I had the power to destroy everything or hold it hostage, and he didn’t seem to care. It was a bit overwhelming honestly.

“Right now I’m creating a new network admin account I can use to access the authentication server without setting off any alerts. They’ll see that a new one has been created and who approved it if they choose to look, but they won’t know who owns the account. With my new credentials, I’m going to be able to see what’s being sent where, and from whom.”

Ideally, anyway.

“I’m going to reroute any alerts to the IT department that I can but if they decide to physically inspect all the servers, they’ll be able to figure out what I’m doing,” I warned him.

Going through the accounts with the highest credentials first, I made a note of those on my phone before going through the rest of it.

“If you set this up right, anything that’s being sent outside your network should be tracked,” I explained. “And if someone sends something somewhere it’s not allowed to go, your network should block it from being sent.”

Thankfully, it looked like their security was pretty decent, but there weren’t enough fail-safes in place considering how the creation of my new network admin account hadn’t sent an alert to anyone. That worked in my favor, but it was something we’d need to fix when all this was over with.

Liam’s credentials might be able to override the current alert system the IT department had set up, but if that were the case, then those at the highest levels could erase anything and no one would be the wiser.

I pulled up all the executive profiles and opened them in sequential order so that whoever dug around in my history could see I wasn’t looking for anything overly specific. I kept them all open and then checked Liam’s and Cas’s credentials first.

As I suspected, they had an override setting.

I opened Gideon’s next and saw the same setting on his account. My leg bounced up and down as I typed as fast as I could, going through his login history. I went completely still when I saw the last time he’d logged in to his account.

Just to be sure, I checked the date and then the date of his death.

Fuck…this was bad. Very bad.

I made a note of that on my phone and then reached in my coat pocket for my flash drive. My stomach was in knots and all the confidence Liam’s presence was giving me drained away.

If I was right…that person was definitely in the building right now.

Chewing on my lip, I installed my various programs on the authentication server first and then set the command to send my programs to the other servers at random the second the upload was complete.
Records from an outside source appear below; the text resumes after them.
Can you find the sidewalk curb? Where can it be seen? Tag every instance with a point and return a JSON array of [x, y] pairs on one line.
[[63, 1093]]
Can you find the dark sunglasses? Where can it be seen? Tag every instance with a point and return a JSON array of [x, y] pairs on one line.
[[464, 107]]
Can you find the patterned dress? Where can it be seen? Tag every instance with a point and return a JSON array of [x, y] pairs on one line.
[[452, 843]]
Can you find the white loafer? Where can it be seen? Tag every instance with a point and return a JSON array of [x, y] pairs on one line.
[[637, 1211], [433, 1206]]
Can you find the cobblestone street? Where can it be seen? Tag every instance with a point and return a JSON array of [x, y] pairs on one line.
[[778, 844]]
What I needed to find was the IP address of who was deleting data. If I couldn’t find that, I needed the IP address of where that information was being sent. I couldn’t waste time digging around in the servers.

Not when it was going to increase the chances of getting caught.
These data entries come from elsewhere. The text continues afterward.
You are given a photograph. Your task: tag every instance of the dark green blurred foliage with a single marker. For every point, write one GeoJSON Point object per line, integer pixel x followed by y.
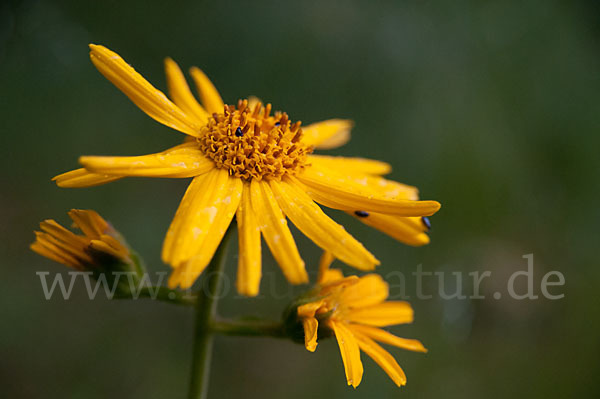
{"type": "Point", "coordinates": [492, 108]}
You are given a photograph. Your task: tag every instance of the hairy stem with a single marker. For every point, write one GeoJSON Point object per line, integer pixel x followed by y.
{"type": "Point", "coordinates": [205, 313]}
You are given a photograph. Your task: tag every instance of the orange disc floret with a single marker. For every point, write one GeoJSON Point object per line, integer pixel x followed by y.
{"type": "Point", "coordinates": [252, 144]}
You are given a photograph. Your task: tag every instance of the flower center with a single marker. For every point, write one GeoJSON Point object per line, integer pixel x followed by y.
{"type": "Point", "coordinates": [252, 144]}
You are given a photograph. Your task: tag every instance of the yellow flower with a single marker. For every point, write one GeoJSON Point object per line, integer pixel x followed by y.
{"type": "Point", "coordinates": [99, 246]}
{"type": "Point", "coordinates": [259, 167]}
{"type": "Point", "coordinates": [353, 308]}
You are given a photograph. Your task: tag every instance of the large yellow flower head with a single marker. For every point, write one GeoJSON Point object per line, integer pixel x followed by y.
{"type": "Point", "coordinates": [258, 166]}
{"type": "Point", "coordinates": [353, 309]}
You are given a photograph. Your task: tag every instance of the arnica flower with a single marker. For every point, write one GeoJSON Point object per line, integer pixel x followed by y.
{"type": "Point", "coordinates": [100, 249]}
{"type": "Point", "coordinates": [353, 309]}
{"type": "Point", "coordinates": [258, 166]}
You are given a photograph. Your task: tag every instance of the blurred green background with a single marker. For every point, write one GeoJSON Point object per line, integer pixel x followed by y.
{"type": "Point", "coordinates": [492, 108]}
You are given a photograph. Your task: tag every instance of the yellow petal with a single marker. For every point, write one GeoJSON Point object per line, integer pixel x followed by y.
{"type": "Point", "coordinates": [249, 254]}
{"type": "Point", "coordinates": [351, 165]}
{"type": "Point", "coordinates": [388, 338]}
{"type": "Point", "coordinates": [210, 97]}
{"type": "Point", "coordinates": [326, 274]}
{"type": "Point", "coordinates": [403, 229]}
{"type": "Point", "coordinates": [319, 227]}
{"type": "Point", "coordinates": [83, 178]}
{"type": "Point", "coordinates": [310, 326]}
{"type": "Point", "coordinates": [185, 160]}
{"type": "Point", "coordinates": [181, 94]}
{"type": "Point", "coordinates": [205, 237]}
{"type": "Point", "coordinates": [339, 192]}
{"type": "Point", "coordinates": [383, 314]}
{"type": "Point", "coordinates": [149, 99]}
{"type": "Point", "coordinates": [381, 357]}
{"type": "Point", "coordinates": [89, 222]}
{"type": "Point", "coordinates": [54, 254]}
{"type": "Point", "coordinates": [102, 246]}
{"type": "Point", "coordinates": [69, 250]}
{"type": "Point", "coordinates": [350, 353]}
{"type": "Point", "coordinates": [253, 101]}
{"type": "Point", "coordinates": [56, 230]}
{"type": "Point", "coordinates": [201, 219]}
{"type": "Point", "coordinates": [276, 232]}
{"type": "Point", "coordinates": [327, 134]}
{"type": "Point", "coordinates": [369, 290]}
{"type": "Point", "coordinates": [309, 309]}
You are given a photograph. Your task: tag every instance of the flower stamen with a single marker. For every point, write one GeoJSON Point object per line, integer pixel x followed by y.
{"type": "Point", "coordinates": [252, 144]}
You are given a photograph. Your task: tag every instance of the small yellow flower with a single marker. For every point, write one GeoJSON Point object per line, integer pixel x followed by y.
{"type": "Point", "coordinates": [259, 167]}
{"type": "Point", "coordinates": [353, 308]}
{"type": "Point", "coordinates": [99, 246]}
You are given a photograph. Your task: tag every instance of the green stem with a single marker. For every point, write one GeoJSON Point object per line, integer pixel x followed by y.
{"type": "Point", "coordinates": [168, 295]}
{"type": "Point", "coordinates": [205, 313]}
{"type": "Point", "coordinates": [249, 328]}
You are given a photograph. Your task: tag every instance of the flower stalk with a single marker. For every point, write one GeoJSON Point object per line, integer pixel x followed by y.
{"type": "Point", "coordinates": [206, 309]}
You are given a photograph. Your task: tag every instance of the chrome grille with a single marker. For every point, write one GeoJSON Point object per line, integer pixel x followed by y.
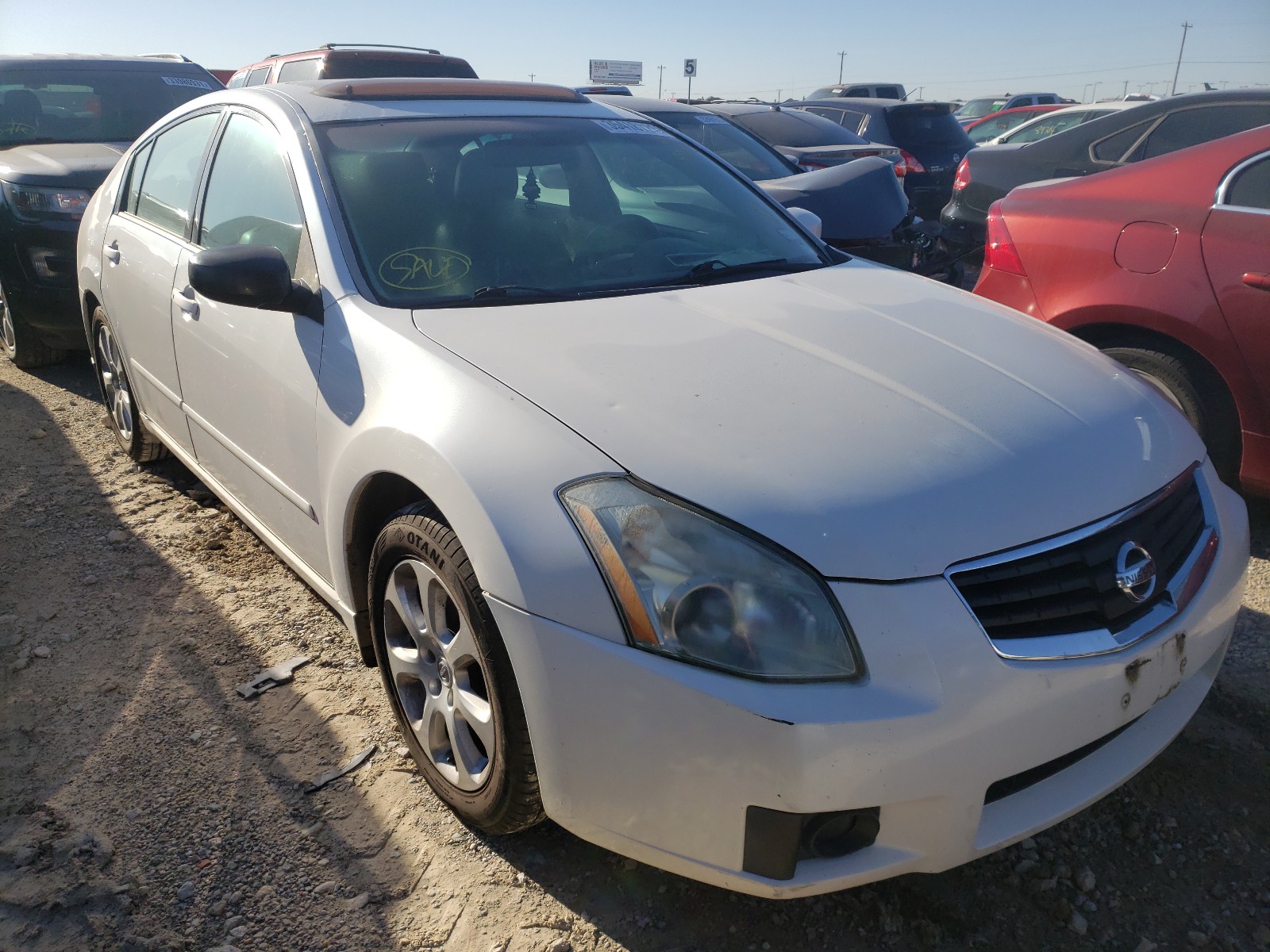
{"type": "Point", "coordinates": [1064, 598]}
“It’s definitely someone who works in the IT department,” I whispered as I went through the history on the authentication server around the dates I needed. “No one else would have this kind of access. I don’t know who else would even have the credentials to delete data packets at this level other than the executives.”

Liam didn’t say anything as I followed the trail as quickly as I could.

I could restore the data from here, but I just didn’t have the time and something like that could mess with enough shit the computer nerds would come down here to see what the fuck was going on.

“We’re going to need all the footage from the server room. Going back at least a year, maybe two.” I didn’t have the time or resources to clone these servers either, but if I was lucky, they had backups somewhere.